17 Ocak 2008 Perşembe

TÜRK KARTPOSTALLARI

TÜRK KARPOSTALLARI


Geçmişin izlerini bir fotoğraf karesinde saklayan kartpostallar,

anıların en canlı tanıkları olarak karşımıza çıkıyor. Önce siyah

beyaz basılan, ardından olanca renkleriyle raflarda yerini alan

kartpostallar, yakın tarihe ışık tutması nedeniyle belgesel bir

değer de taşıyor...



19. yüzyılın ortalarında Avrupa ve Amerika’da kullanılan ilk

kartvizitler, bugünkü kartpostalların atası olarak biliniyor.

Çoğunlukla arkadaş ziyaretlerinde ve özel günlerde kullanılan

bu kartvizitin yaratıcısı Paris’li portre sanatçısı Andre Disderi’ydi.

Zamanla İmparator III. Napolyon’nun kendi kartı için Disteri’ye

poz vermesinin ardından kartvizitler, doğum günlerinde, yortularda

yakın çevreye verilmeye başladı. Victoria Dönemi’nde ise kartvizit

albümleri ortaya çıktı. Amerikan İç Savaşı sırasında büyük bir pazara

dönüşen kartvizitlerin boyutları büyüyerek kartpostala döndü.

Birdenbire benimsenen kartpostallar, büyük bir çılgınlıkla tüm dünyaya

yayılmaya başladı.



Bayramların vazgeçilmeziydi...

Dünyayla birlikte Türkiye’de de yaygınlaşan kartpostallar,

yıllarca bayramların vazgeçilmez tebrik mesajlarını taşıdı.

Batı geleneklerinin benimsenmesiyle, yılbaşı ve doğum günleri

gibi kutlamalara da aracılık etmeye başlayan bu fotoğraflı kartlar,

asker ocağından postalanan özlemlerin en tipik aynası oldu.

Önceleri siyah beyaz basılan kartların ön yüzlerinde çeşitli tarih

ve isimlere rastlanırken, teknoloji onları da değiştirdi; boyadı,

renklendirdi, parlattı...





Eski kartpostallara rağbet çok
Bugün sayıları hızla artan koleksiyoncular son yıllarda kartpostallara

da merak sardı. Özellikle siyah beyaz ve eski olanlar sıkça el

değiştirmeye, sergilenmeye ve arşivlenmeye başlandı. Osmanlı

kartpostalları, peşinden koşulan çeşitlerin başında yer alırken, piyasayı

iki haftada bir yoklayan koleksiyonerlerin, her çıkan yeni karttan ikişer

adet saklaması adet oldu.

Bunlar arasında turistik ülke örneklerini de biriktirerek, oldukça zengin

bir arşiv oluşturanların sayısı hiç de az değil.
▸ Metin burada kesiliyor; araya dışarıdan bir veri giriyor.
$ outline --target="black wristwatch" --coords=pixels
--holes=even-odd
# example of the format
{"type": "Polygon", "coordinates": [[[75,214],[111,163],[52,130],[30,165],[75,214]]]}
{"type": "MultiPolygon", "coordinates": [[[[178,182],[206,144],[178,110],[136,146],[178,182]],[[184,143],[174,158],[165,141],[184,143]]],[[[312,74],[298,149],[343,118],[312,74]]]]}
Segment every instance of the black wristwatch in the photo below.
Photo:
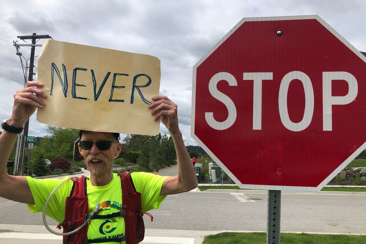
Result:
{"type": "Polygon", "coordinates": [[[19,128],[12,126],[6,123],[7,121],[8,120],[5,120],[1,123],[1,128],[3,129],[6,131],[8,132],[10,132],[12,133],[16,133],[17,134],[20,134],[23,131],[24,127],[22,127],[19,128]]]}

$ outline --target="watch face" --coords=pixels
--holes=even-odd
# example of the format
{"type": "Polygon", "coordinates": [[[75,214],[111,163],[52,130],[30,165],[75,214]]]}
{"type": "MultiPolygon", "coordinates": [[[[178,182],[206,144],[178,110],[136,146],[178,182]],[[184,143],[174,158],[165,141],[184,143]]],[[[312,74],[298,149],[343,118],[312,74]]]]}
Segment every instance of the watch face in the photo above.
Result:
{"type": "Polygon", "coordinates": [[[8,120],[4,120],[4,121],[3,121],[2,123],[1,123],[1,128],[2,129],[4,129],[4,127],[5,125],[5,123],[6,123],[6,121],[8,121],[8,120]]]}

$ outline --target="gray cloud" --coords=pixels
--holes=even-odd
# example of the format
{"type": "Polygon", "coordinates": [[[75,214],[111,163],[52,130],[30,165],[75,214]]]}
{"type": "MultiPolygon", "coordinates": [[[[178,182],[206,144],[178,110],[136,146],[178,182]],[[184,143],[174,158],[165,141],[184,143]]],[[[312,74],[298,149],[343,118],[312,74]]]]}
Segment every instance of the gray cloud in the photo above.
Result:
{"type": "MultiPolygon", "coordinates": [[[[214,4],[208,0],[92,4],[20,0],[1,4],[2,39],[11,41],[17,35],[36,32],[56,40],[157,57],[161,60],[161,93],[178,104],[181,130],[190,144],[194,142],[190,135],[192,67],[242,18],[318,14],[356,48],[365,50],[364,1],[227,0],[214,4]]],[[[0,44],[0,67],[22,74],[12,44],[1,40],[0,44]]],[[[29,50],[22,50],[27,59],[29,50]]],[[[12,94],[22,82],[21,76],[0,70],[0,84],[6,87],[2,92],[8,93],[2,100],[6,105],[0,105],[0,116],[11,112],[12,94]]],[[[43,133],[44,125],[35,120],[31,124],[34,133],[43,133]]],[[[163,125],[160,128],[168,132],[163,125]]]]}

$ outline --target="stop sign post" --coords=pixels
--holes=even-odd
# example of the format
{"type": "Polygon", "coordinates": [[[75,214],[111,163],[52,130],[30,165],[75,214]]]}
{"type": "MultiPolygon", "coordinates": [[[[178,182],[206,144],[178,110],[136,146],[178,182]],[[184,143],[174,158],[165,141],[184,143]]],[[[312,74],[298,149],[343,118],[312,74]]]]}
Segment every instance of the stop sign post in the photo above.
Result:
{"type": "Polygon", "coordinates": [[[366,147],[365,78],[317,15],[244,18],[194,66],[191,135],[241,188],[318,191],[366,147]]]}

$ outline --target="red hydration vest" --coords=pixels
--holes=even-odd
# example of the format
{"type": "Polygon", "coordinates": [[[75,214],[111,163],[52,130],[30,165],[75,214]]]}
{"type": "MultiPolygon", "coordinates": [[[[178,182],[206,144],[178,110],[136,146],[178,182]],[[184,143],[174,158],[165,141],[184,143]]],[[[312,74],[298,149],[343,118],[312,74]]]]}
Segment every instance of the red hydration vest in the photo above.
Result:
{"type": "MultiPolygon", "coordinates": [[[[120,212],[109,214],[96,214],[93,219],[108,219],[116,217],[124,218],[125,235],[119,237],[102,240],[87,239],[89,223],[76,233],[63,236],[64,244],[96,243],[110,241],[119,243],[126,241],[126,244],[137,244],[143,240],[145,227],[142,216],[148,215],[153,221],[153,217],[148,213],[141,213],[141,193],[136,191],[129,172],[121,173],[122,186],[122,204],[120,212]],[[128,238],[127,238],[128,237],[128,238]]],[[[86,177],[82,176],[73,179],[74,185],[70,196],[66,198],[65,208],[65,220],[57,226],[60,229],[63,226],[63,233],[72,231],[82,225],[89,215],[88,198],[86,192],[86,177]]]]}

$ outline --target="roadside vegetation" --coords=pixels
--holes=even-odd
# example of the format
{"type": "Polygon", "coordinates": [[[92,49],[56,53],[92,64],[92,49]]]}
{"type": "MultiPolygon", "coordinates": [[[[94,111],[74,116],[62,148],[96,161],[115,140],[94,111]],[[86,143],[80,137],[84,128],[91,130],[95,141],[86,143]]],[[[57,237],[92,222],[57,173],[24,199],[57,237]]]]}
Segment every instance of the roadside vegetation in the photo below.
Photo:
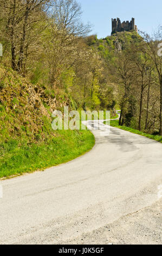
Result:
{"type": "MultiPolygon", "coordinates": [[[[106,122],[104,122],[104,124],[106,124],[106,122]]],[[[159,135],[153,135],[148,133],[145,133],[145,132],[141,132],[139,131],[138,130],[133,129],[130,127],[125,126],[123,125],[119,125],[119,120],[114,120],[111,121],[111,126],[113,127],[115,127],[116,128],[119,128],[121,130],[124,130],[125,131],[127,131],[128,132],[132,132],[132,133],[138,134],[138,135],[141,135],[142,136],[146,137],[147,138],[149,138],[151,139],[154,139],[154,141],[157,141],[159,142],[161,142],[162,143],[162,136],[159,135]]]]}
{"type": "Polygon", "coordinates": [[[52,130],[51,113],[64,106],[103,110],[104,118],[109,110],[111,119],[121,109],[120,126],[162,135],[161,27],[153,38],[99,39],[81,14],[75,0],[0,0],[0,178],[92,148],[88,130],[52,130]]]}

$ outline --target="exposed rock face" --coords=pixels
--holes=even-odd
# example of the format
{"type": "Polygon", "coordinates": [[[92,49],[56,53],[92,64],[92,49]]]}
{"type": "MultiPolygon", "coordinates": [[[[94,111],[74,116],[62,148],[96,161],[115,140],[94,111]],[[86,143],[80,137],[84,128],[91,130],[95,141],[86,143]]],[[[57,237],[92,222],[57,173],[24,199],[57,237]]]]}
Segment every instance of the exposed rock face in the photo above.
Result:
{"type": "Polygon", "coordinates": [[[137,27],[135,25],[134,18],[132,18],[130,22],[129,22],[129,21],[127,21],[126,22],[124,21],[122,23],[121,23],[120,20],[119,18],[117,18],[117,19],[112,19],[112,34],[116,32],[121,32],[122,31],[138,31],[137,27]]]}

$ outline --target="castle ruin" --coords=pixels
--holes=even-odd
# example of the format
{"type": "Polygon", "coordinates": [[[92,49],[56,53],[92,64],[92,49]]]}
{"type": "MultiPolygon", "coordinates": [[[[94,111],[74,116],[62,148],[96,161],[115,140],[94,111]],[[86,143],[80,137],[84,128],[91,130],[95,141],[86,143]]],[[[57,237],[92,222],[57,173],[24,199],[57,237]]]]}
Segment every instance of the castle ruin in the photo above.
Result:
{"type": "Polygon", "coordinates": [[[135,25],[134,18],[132,18],[130,22],[127,21],[126,22],[124,21],[122,23],[121,23],[120,20],[119,18],[117,18],[117,20],[116,19],[112,19],[112,34],[116,32],[131,31],[138,32],[137,26],[135,25]]]}

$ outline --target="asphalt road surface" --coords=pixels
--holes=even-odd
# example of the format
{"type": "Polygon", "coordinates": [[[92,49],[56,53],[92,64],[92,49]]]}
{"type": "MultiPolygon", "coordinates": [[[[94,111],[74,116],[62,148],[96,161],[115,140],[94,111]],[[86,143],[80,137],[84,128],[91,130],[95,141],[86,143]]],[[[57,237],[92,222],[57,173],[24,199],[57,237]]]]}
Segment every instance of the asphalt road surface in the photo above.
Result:
{"type": "Polygon", "coordinates": [[[1,244],[161,243],[162,144],[103,127],[85,155],[0,181],[1,244]]]}

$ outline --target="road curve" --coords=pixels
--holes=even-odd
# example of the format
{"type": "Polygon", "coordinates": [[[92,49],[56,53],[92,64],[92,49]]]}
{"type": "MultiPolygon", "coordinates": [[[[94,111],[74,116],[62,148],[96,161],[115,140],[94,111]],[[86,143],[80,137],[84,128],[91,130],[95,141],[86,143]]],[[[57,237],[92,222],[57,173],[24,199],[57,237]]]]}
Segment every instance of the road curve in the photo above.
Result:
{"type": "Polygon", "coordinates": [[[1,244],[161,242],[162,144],[114,127],[93,133],[85,155],[0,181],[1,244]]]}

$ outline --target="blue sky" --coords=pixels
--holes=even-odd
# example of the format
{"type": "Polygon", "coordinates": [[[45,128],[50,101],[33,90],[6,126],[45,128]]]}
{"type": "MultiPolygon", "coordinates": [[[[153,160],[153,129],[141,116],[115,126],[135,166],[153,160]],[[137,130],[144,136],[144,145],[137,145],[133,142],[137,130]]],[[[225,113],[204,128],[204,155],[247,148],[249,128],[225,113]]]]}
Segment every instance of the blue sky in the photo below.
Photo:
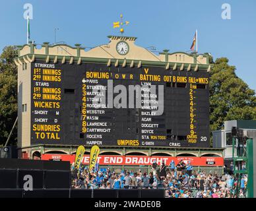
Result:
{"type": "Polygon", "coordinates": [[[158,51],[189,49],[196,29],[199,53],[214,59],[226,57],[236,73],[256,90],[256,1],[255,0],[1,0],[0,49],[26,42],[25,3],[33,5],[32,39],[36,44],[57,40],[94,47],[118,35],[112,22],[120,13],[129,20],[125,36],[138,38],[137,44],[158,51]],[[222,5],[231,5],[231,20],[221,18],[222,5]]]}

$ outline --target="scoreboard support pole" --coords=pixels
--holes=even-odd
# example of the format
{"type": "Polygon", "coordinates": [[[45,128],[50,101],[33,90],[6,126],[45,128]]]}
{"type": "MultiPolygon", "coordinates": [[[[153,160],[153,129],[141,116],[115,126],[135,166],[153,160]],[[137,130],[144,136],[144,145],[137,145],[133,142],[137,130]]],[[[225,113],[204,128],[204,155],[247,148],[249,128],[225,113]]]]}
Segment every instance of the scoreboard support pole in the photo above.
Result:
{"type": "Polygon", "coordinates": [[[247,140],[247,197],[254,198],[256,196],[256,190],[253,188],[255,186],[255,180],[256,177],[255,173],[253,173],[256,170],[253,168],[253,163],[256,159],[256,144],[253,144],[253,139],[248,139],[247,140]]]}

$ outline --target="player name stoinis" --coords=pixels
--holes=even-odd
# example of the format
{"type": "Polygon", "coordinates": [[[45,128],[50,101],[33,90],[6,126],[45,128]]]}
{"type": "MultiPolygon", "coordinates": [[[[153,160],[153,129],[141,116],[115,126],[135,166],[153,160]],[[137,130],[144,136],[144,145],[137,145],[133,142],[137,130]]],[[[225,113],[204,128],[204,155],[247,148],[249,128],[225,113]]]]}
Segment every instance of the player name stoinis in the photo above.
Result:
{"type": "Polygon", "coordinates": [[[139,140],[126,140],[118,139],[117,145],[119,146],[139,146],[139,140]]]}
{"type": "Polygon", "coordinates": [[[35,107],[42,108],[60,108],[60,103],[59,102],[44,102],[35,101],[34,102],[35,107]]]}

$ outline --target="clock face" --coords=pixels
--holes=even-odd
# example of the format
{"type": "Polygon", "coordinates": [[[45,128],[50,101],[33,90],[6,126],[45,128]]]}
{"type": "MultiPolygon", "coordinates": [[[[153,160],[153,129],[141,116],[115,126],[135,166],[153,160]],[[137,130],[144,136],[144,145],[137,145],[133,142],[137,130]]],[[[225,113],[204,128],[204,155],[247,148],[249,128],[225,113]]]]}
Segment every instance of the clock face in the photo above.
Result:
{"type": "Polygon", "coordinates": [[[116,46],[117,52],[121,55],[125,55],[128,53],[129,46],[125,42],[120,42],[116,46]]]}

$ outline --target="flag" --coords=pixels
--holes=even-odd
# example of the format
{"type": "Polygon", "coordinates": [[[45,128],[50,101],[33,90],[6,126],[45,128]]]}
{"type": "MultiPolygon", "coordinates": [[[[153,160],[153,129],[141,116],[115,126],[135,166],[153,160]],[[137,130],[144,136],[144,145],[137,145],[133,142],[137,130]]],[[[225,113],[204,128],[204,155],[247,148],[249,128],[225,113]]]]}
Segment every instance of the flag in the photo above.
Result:
{"type": "Polygon", "coordinates": [[[26,26],[26,42],[28,44],[28,42],[30,40],[30,23],[29,21],[29,16],[27,17],[27,26],[26,26]]]}
{"type": "Polygon", "coordinates": [[[119,28],[120,27],[120,25],[119,25],[119,22],[114,22],[113,23],[113,28],[119,28]]]}
{"type": "Polygon", "coordinates": [[[190,49],[191,51],[195,51],[195,46],[196,42],[197,42],[197,32],[195,32],[195,34],[194,38],[193,39],[191,47],[190,47],[190,49]]]}

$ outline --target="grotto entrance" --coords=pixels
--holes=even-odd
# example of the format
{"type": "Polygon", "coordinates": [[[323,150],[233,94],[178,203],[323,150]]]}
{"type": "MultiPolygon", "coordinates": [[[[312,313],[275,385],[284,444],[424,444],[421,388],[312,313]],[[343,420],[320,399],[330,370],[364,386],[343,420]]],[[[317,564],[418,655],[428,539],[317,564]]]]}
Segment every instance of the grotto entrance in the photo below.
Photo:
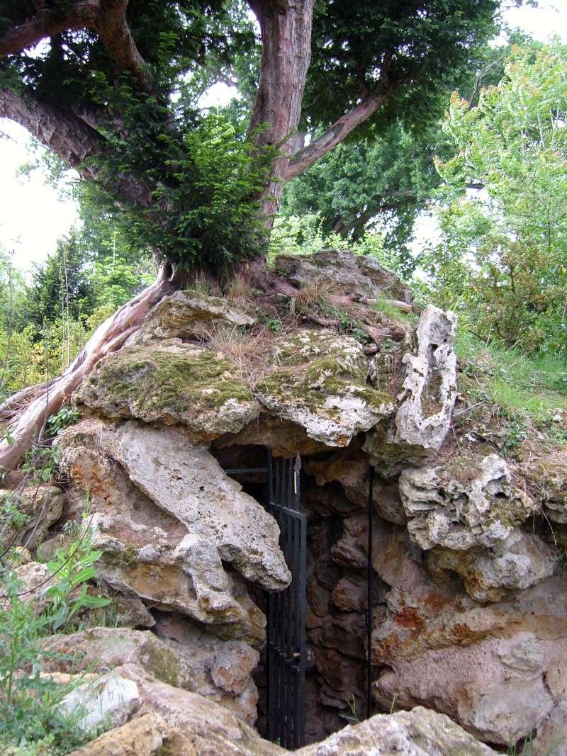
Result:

Yakın geçmişe ışık tutan

ve belgesel özellik taşıyan kartpostallar modaya uyup, sık sık çehre

değiştirse de ülkeleri ve dönemin yaşamını yansıtması açısından

önemli sayılıyor. Kartpostallar için düzenlenen müzayedeler ise

koleksiyonerlerin başlıca ilgi odağı. Minyatürler,çini desenleri, halı

motifleri, antik parçalar, hayvanlar, karlı noel manzaraları,

reprodüksiyon kartları bu grubun en gözde ürünleri.

Dünyanın her yanında olduğu gibi, Türkiye’ye gelen turistlerin de ilk işi,

bir kartpostal seçip, arkasına "ben buradaydım, burayı gördüm" dercesine

iki satır karalamak ve onu postalamak oluyor.





Ülkemize gelen yabancı turistlerin en çok tercih ettikleri kartların

başında Türk Bayrağı kartpostalı, altı minaresinin de göründüğü

Sultanahmet Cami fotoğrafı geliyor. Bunları; turistik deve, çok

fotoğraflı kartlar, gravürler takip ediyor.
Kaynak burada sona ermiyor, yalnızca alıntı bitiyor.